It is that time in the season when owners, fans and indeed managers start to take stock of how they have started the new campaign. Darren Young, our Walsall FC Correspondent, gives you his take on the start the Saddlers have made in League One…
I don’t think I’ll be the only Walsall supporter who’s not surprised that after ten games, we are about as mid-table as it gets.
Equal number of wins and losses plus too many draws leaves us in unlucky thirteenth at the moment but there is nothing particularly lucky or unlucky about our start to the season; only inconsistency.
Its also played fast and loose with fan expectations. We just don’t know what is going to happen, a case in point made perfectly last night as the number of matches in our league campaign hit double figures with a home match against Charlton.
We started brightly, fell into a deep self-inflicted hole of no confidence after conceding, got an equaliser out of nothing and then were actually pretty good in the second half, only to concede a wonder strike with two minutes to go and inexplicably get one of our own less than 60 seconds later. A match of high, lows, daftness and brilliance all mixed together. Much like the nine games before it.
Away at Bury on opening day was like a rugby match – we kept giving penalties away – and it looked like a long season lay ahead.

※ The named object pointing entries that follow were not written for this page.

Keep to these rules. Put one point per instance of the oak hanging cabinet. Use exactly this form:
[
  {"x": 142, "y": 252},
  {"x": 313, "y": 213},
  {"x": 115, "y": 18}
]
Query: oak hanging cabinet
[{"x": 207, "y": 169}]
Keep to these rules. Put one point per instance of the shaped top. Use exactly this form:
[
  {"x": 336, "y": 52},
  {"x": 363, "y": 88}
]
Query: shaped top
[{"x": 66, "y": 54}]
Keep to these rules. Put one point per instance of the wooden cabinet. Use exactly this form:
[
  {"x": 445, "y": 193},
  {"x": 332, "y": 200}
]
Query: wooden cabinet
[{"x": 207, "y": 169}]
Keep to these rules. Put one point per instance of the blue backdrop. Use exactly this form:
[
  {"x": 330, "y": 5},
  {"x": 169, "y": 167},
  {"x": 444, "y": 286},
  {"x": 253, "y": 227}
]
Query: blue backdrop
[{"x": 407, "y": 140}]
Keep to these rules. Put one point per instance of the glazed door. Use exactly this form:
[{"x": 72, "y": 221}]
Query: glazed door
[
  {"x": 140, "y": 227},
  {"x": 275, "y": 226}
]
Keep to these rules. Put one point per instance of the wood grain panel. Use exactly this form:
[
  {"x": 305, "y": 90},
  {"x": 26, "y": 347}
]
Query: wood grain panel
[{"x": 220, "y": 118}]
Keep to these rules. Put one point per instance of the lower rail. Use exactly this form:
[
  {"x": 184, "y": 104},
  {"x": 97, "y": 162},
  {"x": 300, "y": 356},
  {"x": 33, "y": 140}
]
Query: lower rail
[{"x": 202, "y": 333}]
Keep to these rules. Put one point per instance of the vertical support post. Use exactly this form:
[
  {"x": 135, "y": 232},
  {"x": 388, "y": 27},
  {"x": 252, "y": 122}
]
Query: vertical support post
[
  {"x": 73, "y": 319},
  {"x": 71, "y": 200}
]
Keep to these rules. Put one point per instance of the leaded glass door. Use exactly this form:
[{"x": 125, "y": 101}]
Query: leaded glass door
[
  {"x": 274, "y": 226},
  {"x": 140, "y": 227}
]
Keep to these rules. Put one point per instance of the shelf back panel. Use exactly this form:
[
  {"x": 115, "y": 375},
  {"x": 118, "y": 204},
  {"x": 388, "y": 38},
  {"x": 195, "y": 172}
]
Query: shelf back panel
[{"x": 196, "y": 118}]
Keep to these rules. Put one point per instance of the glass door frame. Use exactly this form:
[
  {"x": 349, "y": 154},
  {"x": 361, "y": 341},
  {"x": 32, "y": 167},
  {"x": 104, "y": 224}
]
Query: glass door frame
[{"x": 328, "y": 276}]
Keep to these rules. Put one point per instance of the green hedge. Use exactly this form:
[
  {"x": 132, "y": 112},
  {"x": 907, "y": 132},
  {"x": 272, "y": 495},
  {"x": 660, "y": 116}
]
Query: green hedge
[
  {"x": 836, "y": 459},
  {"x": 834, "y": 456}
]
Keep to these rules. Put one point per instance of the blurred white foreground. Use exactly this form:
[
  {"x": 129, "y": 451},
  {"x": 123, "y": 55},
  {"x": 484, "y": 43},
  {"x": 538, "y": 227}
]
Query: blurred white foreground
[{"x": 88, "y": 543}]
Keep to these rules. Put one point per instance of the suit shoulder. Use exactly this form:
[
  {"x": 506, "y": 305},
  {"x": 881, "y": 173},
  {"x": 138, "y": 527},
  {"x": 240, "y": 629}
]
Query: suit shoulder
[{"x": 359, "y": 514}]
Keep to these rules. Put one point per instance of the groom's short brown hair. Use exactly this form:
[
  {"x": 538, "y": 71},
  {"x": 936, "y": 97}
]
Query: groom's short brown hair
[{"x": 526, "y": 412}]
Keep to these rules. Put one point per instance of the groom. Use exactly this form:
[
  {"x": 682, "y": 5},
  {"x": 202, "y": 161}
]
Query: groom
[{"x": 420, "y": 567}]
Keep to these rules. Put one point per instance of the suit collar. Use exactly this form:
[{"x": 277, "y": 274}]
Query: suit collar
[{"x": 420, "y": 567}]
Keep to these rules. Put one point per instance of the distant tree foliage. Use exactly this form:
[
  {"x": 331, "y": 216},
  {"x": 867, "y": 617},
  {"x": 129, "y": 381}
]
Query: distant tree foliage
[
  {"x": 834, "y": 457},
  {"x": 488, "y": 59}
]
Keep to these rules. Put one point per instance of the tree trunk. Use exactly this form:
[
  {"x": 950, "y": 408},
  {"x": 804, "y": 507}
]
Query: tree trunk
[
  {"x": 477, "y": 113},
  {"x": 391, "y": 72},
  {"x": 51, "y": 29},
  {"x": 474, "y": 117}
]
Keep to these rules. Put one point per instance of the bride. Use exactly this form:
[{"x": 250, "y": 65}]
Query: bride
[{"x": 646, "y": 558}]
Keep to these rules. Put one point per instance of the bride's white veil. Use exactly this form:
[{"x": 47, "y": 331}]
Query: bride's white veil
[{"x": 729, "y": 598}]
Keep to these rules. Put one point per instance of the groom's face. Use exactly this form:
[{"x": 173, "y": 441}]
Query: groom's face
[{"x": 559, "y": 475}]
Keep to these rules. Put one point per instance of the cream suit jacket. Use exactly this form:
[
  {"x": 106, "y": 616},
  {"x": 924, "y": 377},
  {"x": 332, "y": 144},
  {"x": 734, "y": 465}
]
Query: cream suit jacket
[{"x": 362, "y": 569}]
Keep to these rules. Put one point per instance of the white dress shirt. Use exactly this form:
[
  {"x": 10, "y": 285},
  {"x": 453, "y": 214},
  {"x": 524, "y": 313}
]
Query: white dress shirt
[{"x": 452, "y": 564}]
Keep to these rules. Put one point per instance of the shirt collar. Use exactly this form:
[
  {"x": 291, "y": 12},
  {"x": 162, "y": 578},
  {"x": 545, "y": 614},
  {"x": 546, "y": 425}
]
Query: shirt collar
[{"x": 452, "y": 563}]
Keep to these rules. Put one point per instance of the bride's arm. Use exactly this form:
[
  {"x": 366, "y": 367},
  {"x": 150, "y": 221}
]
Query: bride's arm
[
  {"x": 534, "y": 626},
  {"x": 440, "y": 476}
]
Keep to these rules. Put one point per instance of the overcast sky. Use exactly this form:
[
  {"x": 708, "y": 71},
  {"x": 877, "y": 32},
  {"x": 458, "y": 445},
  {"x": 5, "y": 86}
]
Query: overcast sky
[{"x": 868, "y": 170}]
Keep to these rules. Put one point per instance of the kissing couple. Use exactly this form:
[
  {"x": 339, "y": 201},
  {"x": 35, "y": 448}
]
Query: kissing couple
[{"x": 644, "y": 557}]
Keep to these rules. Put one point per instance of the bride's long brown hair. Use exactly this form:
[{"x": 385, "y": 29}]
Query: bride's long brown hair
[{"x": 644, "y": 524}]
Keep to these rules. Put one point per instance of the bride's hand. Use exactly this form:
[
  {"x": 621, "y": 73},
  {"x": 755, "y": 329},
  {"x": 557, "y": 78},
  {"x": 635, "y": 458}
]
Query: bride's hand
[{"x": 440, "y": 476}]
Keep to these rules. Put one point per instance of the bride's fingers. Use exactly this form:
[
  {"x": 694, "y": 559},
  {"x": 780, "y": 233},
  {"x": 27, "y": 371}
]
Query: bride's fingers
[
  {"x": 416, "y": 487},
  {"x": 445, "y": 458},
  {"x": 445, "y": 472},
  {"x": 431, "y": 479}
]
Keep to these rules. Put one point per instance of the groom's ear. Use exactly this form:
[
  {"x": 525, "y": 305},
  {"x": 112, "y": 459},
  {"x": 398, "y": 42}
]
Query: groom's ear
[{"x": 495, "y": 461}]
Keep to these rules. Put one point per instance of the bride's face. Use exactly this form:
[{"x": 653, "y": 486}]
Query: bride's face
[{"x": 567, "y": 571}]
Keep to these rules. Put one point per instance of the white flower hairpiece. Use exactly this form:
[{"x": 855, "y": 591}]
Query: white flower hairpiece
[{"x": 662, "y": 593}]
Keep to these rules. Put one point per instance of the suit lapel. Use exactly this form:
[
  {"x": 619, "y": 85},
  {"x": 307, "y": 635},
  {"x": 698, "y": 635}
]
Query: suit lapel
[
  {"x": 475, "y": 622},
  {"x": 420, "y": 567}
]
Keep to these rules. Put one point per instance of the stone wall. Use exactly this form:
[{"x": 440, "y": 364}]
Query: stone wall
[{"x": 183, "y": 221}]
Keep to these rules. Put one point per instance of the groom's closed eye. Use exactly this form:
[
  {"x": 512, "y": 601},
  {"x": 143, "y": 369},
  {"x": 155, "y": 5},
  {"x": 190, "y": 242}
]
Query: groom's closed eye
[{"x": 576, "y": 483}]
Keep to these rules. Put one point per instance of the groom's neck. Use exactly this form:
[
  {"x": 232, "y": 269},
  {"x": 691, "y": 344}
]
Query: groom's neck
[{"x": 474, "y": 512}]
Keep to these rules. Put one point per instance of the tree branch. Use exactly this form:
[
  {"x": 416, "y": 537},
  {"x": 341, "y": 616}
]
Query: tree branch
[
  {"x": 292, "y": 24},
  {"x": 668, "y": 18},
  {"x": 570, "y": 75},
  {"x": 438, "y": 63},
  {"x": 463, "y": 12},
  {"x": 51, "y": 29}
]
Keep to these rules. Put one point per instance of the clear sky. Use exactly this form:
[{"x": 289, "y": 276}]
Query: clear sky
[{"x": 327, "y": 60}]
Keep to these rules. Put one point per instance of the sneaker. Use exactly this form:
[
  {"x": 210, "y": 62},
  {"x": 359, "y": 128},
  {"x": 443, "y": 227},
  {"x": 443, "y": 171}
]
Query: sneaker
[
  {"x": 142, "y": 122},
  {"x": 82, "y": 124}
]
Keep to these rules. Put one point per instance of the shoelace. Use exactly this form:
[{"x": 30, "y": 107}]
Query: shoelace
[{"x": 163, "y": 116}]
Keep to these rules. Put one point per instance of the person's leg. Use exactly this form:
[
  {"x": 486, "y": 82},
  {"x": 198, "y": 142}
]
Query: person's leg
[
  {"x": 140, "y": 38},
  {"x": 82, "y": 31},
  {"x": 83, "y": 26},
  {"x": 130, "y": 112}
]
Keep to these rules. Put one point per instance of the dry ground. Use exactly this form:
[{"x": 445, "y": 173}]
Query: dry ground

Hope returned with a win at home to Oldham and then we conceded (another) late penalty to be denied at Pompey, but then came back from three down to do the same to Bradford. Topsy-turvey yes, but new signings before and on transfer deadline day gave cause for optimism.
And so it continued. We beat Plymouth but threw potential points away against ten men in Bristol, followed by our nadir at The New York where we shipped four goals in barely half an hour.
But just when we thought it was safe to get the Jon Whitney Out banners out again, improved performances against Posh (draw), Oxford (first away win) and Charlton (draw) followed. Sandwiched in between two of them was a convincing EFL Trophy win against WBA reserves leaving no one at the Banks’s with a bloody clue where this season is going.
The new signings blow hot and cold. The formations and striker choices keep changing and I’m pretty sure that JW doesn’t know his best of either so far.
Luckily, the whole league is a bit like it too, with odd results and a major lack of consistency from nearly everyone.
Next up in the league are the current top two, Wigan and Shrewsbury so by the time we get just past the quarter mark of the season, I suspect we might know more about whether we’ll be spending the rest of the season looking at those above us with a view to catching them or below us with concern.
If we settle with the team and formation, and keep finding goals, which has been a real bonus this season, then hopefully we can mount a last play off place challenge – I’m predicting it will start on 7 October when we inflict the first defeat of the campaign on our nearest rivals from Shropshire.
But then, I tipped Shrewsbury to go down so what do I know?
Who has been the best player in your team?
They’ve all been inconsistently bad and good. Erun Oztumer is our star though.
Who has been the most surprising player in your team?
Joe Edwards gets better in central midfield every time I see him.
How have you done against expectations?